Tamara menahan napasnya. Dia tidak akan pernah siap jika harus menceritakan tentang sikap suaminya yang sudah membuatnya menangis itu kepada Gangga.

"Gue belum bisa cerita banyak ke lo, Ga." Tamara menatap sahabatnya dengan wajah menyesal.

"Kenapa? Dia nggak pantas untuk lo. Gue tahu kalau lo hanya ingin menjaga nama baiknya di depan orang lain termasuk gue, dan gue rasa itu nggak perlu, Ras!" kata Gangga seakan tidak terima.

Tamara menghela napas dalam. Dia mengamati gelas jusnya yang nampak berembun. Pras bahkan tidak pernah menjaga hatinya. Kenapa Tamara harus menjaga nama baik pria itu?

"Gue nemuin kotak cincin dan itu bukan untuk gue," kata Tamara lirih. "Dan tadi pagi-pagi, ada pesan masuk ke ponsel gue." Tamara mengeluarkan ponselnya dari dalam tas.

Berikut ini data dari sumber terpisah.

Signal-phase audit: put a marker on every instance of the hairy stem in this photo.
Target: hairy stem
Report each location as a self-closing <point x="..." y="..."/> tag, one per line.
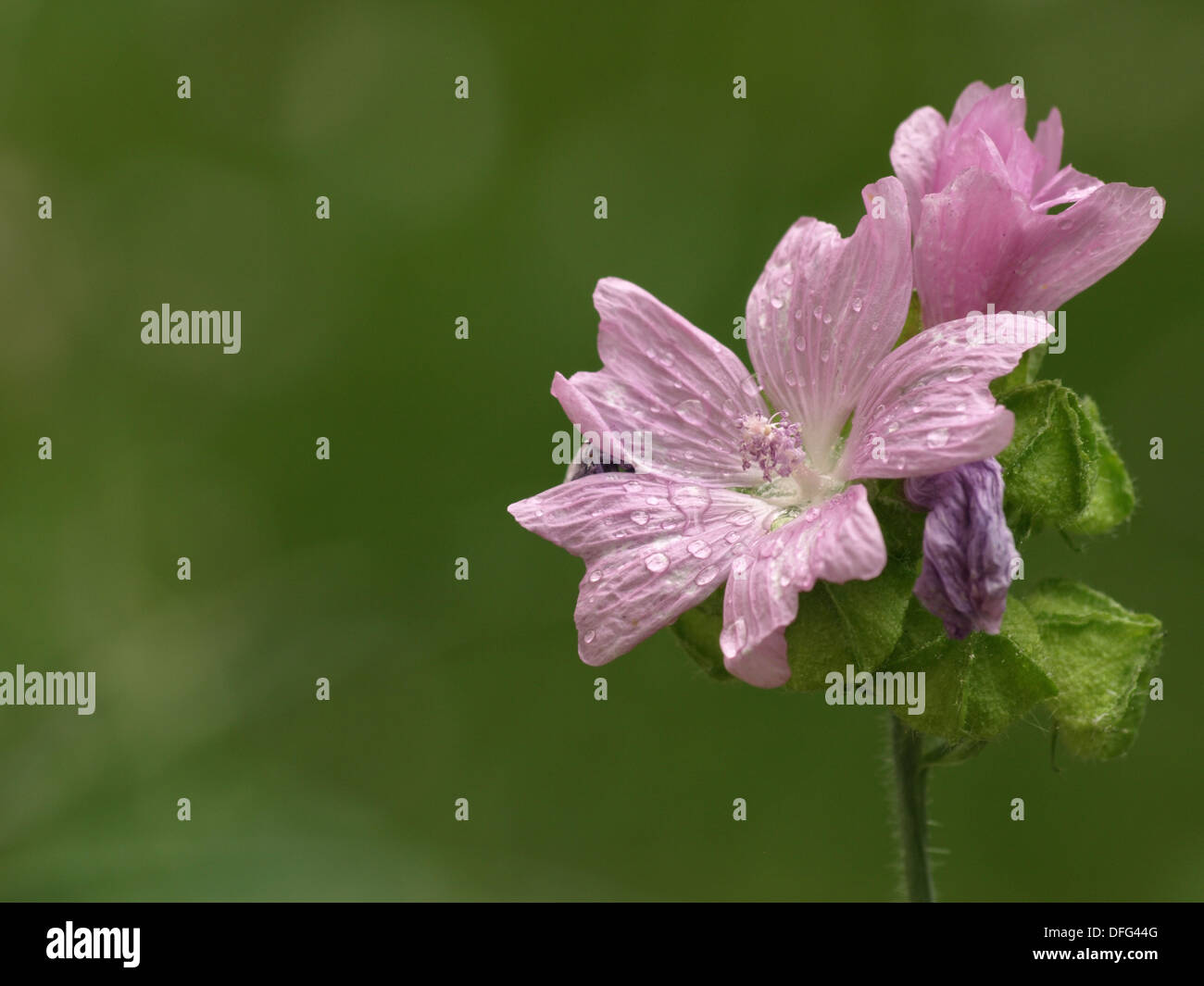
<point x="911" y="793"/>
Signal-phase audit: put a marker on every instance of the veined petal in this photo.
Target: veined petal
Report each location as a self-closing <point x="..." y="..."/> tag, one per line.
<point x="1067" y="252"/>
<point x="667" y="378"/>
<point x="999" y="115"/>
<point x="1048" y="144"/>
<point x="653" y="548"/>
<point x="837" y="541"/>
<point x="970" y="96"/>
<point x="928" y="406"/>
<point x="826" y="309"/>
<point x="967" y="547"/>
<point x="970" y="241"/>
<point x="914" y="155"/>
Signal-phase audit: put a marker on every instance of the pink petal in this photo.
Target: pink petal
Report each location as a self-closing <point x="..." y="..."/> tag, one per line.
<point x="928" y="407"/>
<point x="1048" y="144"/>
<point x="971" y="95"/>
<point x="653" y="549"/>
<point x="1068" y="252"/>
<point x="1068" y="185"/>
<point x="970" y="240"/>
<point x="918" y="144"/>
<point x="663" y="376"/>
<point x="998" y="115"/>
<point x="837" y="541"/>
<point x="826" y="309"/>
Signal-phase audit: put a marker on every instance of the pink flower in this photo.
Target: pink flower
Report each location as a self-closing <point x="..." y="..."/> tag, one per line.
<point x="980" y="193"/>
<point x="733" y="492"/>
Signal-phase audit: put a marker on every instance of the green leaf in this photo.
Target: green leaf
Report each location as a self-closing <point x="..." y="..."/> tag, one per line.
<point x="1111" y="496"/>
<point x="1050" y="468"/>
<point x="914" y="323"/>
<point x="697" y="631"/>
<point x="1024" y="372"/>
<point x="856" y="622"/>
<point x="975" y="688"/>
<point x="1100" y="656"/>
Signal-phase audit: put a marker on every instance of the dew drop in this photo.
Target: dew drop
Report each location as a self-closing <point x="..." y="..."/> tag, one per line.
<point x="691" y="412"/>
<point x="938" y="437"/>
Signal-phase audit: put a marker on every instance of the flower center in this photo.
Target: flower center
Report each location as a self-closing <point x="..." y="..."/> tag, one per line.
<point x="771" y="443"/>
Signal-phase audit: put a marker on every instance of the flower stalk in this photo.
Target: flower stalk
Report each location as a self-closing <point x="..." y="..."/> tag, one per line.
<point x="911" y="806"/>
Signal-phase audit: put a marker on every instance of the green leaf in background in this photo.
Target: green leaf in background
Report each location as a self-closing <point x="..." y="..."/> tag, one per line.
<point x="1100" y="656"/>
<point x="697" y="630"/>
<point x="856" y="622"/>
<point x="1111" y="496"/>
<point x="975" y="688"/>
<point x="1050" y="468"/>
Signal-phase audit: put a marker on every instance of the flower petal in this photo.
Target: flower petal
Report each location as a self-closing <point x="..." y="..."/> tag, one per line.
<point x="928" y="406"/>
<point x="1067" y="185"/>
<point x="999" y="115"/>
<point x="837" y="541"/>
<point x="914" y="155"/>
<point x="1067" y="252"/>
<point x="967" y="547"/>
<point x="971" y="95"/>
<point x="1048" y="144"/>
<point x="826" y="309"/>
<point x="653" y="549"/>
<point x="665" y="377"/>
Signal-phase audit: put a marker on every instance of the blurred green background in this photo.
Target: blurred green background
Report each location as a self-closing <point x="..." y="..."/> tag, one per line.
<point x="483" y="208"/>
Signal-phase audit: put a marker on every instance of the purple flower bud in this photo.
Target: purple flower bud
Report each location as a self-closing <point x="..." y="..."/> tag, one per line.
<point x="967" y="547"/>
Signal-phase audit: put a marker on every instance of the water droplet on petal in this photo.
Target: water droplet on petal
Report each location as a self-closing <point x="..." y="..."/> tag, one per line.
<point x="658" y="562"/>
<point x="691" y="412"/>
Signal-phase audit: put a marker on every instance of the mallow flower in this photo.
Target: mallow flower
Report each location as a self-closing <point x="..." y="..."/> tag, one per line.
<point x="979" y="194"/>
<point x="766" y="496"/>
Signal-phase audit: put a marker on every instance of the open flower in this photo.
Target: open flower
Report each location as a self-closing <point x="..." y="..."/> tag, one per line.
<point x="980" y="193"/>
<point x="766" y="497"/>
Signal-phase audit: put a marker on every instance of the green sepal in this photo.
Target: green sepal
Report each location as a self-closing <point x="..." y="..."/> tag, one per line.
<point x="697" y="631"/>
<point x="1100" y="656"/>
<point x="974" y="689"/>
<point x="1050" y="468"/>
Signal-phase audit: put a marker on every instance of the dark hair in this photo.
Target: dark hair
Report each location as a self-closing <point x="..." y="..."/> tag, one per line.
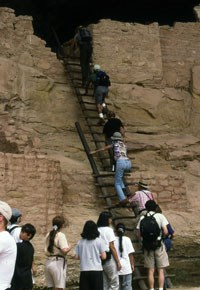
<point x="90" y="231"/>
<point x="14" y="219"/>
<point x="151" y="205"/>
<point x="111" y="114"/>
<point x="103" y="220"/>
<point x="57" y="222"/>
<point x="120" y="230"/>
<point x="29" y="229"/>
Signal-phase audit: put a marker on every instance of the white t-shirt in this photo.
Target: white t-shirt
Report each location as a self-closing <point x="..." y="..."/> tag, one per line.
<point x="8" y="253"/>
<point x="107" y="234"/>
<point x="89" y="252"/>
<point x="60" y="242"/>
<point x="124" y="256"/>
<point x="15" y="232"/>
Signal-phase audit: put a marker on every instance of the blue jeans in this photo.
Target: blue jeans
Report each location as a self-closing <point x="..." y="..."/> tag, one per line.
<point x="122" y="165"/>
<point x="125" y="282"/>
<point x="110" y="275"/>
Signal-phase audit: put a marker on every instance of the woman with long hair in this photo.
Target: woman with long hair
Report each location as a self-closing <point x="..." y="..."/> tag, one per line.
<point x="91" y="251"/>
<point x="56" y="249"/>
<point x="125" y="251"/>
<point x="123" y="163"/>
<point x="112" y="264"/>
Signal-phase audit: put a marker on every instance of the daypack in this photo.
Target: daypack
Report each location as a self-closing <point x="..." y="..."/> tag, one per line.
<point x="102" y="79"/>
<point x="85" y="35"/>
<point x="150" y="233"/>
<point x="12" y="229"/>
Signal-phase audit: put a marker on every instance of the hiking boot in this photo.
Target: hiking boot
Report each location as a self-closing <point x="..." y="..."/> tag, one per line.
<point x="101" y="121"/>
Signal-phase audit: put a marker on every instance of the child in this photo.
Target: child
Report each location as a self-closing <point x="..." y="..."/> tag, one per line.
<point x="125" y="252"/>
<point x="56" y="249"/>
<point x="91" y="251"/>
<point x="22" y="278"/>
<point x="123" y="164"/>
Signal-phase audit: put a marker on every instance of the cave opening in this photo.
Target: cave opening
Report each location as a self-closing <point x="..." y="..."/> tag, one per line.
<point x="61" y="17"/>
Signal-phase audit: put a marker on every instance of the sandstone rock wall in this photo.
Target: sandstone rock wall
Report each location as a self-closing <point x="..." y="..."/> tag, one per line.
<point x="32" y="184"/>
<point x="169" y="189"/>
<point x="179" y="45"/>
<point x="149" y="92"/>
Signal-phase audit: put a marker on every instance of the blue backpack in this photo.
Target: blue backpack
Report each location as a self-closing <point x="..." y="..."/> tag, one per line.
<point x="102" y="79"/>
<point x="85" y="35"/>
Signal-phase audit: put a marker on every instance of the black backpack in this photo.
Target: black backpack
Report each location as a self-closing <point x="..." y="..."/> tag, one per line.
<point x="102" y="79"/>
<point x="150" y="233"/>
<point x="85" y="35"/>
<point x="12" y="229"/>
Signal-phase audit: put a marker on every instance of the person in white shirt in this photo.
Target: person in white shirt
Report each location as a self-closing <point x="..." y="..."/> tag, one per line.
<point x="112" y="264"/>
<point x="56" y="249"/>
<point x="125" y="252"/>
<point x="158" y="256"/>
<point x="8" y="248"/>
<point x="91" y="250"/>
<point x="14" y="228"/>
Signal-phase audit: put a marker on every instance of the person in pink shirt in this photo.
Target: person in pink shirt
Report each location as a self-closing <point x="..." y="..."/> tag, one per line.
<point x="140" y="197"/>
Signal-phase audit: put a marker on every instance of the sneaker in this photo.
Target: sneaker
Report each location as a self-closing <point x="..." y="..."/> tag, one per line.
<point x="101" y="121"/>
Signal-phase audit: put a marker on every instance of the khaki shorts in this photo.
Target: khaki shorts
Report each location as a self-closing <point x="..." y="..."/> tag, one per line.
<point x="55" y="274"/>
<point x="156" y="259"/>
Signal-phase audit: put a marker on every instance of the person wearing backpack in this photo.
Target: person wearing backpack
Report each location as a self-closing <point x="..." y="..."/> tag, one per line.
<point x="100" y="81"/>
<point x="139" y="198"/>
<point x="125" y="252"/>
<point x="112" y="125"/>
<point x="152" y="227"/>
<point x="123" y="164"/>
<point x="14" y="228"/>
<point x="83" y="39"/>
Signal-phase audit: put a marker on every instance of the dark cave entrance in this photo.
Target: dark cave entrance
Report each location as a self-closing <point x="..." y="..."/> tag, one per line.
<point x="61" y="17"/>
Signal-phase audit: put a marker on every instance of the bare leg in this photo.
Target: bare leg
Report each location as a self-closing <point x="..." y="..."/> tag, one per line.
<point x="151" y="278"/>
<point x="161" y="278"/>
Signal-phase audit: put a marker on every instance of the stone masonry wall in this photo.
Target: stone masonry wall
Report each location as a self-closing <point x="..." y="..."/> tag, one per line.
<point x="32" y="184"/>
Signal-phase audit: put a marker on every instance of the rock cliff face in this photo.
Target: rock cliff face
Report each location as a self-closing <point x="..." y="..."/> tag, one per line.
<point x="155" y="91"/>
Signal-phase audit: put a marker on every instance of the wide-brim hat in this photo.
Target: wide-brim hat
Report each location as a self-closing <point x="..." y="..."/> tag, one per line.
<point x="16" y="213"/>
<point x="117" y="136"/>
<point x="143" y="185"/>
<point x="5" y="210"/>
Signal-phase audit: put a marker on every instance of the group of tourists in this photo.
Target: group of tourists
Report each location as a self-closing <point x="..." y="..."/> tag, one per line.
<point x="155" y="232"/>
<point x="105" y="252"/>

Dia menunjukkan foto-foto Pras kepada Gangga. "Lihat ini!" kata Tamara.

Gangga melebarkan matanya. "Sialan! Dia emang brengsek!" ucap Gangga dengan penuh emosi.

"Ga, gue nggak tahu siapa pengirim foto-foto ini. Tapi yang jelas, semalam Mas Pras emang nggak pulang." Tamara mengalihkan pandangan ke arah cincin yang melingkar di jarinya.

Gangga mengeratkan rahangnya. "Maaf, Ras!" jerit batinnya.

"Menurut lo, kalau suatu saat gue udah nggak sanggup lagi, gue boleh menyerah, kan?" tanya Tamara.

Gangga tersenyum dan mengangguk. "Lo selalu punya kesempatan untuk mengakhiri pernikahan sialan lo ini, Ras."

Tamara tersenyum. "Pernikahan gue sebenarnya nggak akan jadi sialan kalau gue nggak jatuh cinta sama Mas Pras," sahut Tamara.

Rahang Gangga mengerat. Matanya menyorotkan rasa sakit yang bahkan sampai detik itu tidak pernah disadari oleh sahabatnya sendiri.

"Kalau lo lelah, datang ke gue! Gue bahkan bersedia jadi ayah sambung untuk anak lo kelak, jadi lo nggak perlu khawatir lagi mulai sekarang," ucap Gangga.

Dahi wanita yang sedang hamil tiga bulan itu berkerut. "Maksud lo?"

"Ras, gue sayang sama lo," jawab Gangga.

Tangan Tamara yang berada di atas pahanya terasa dingin. "Ga, lo jatuh cinta sama gue?" tanyanya setelah mengumpulkan keberanian.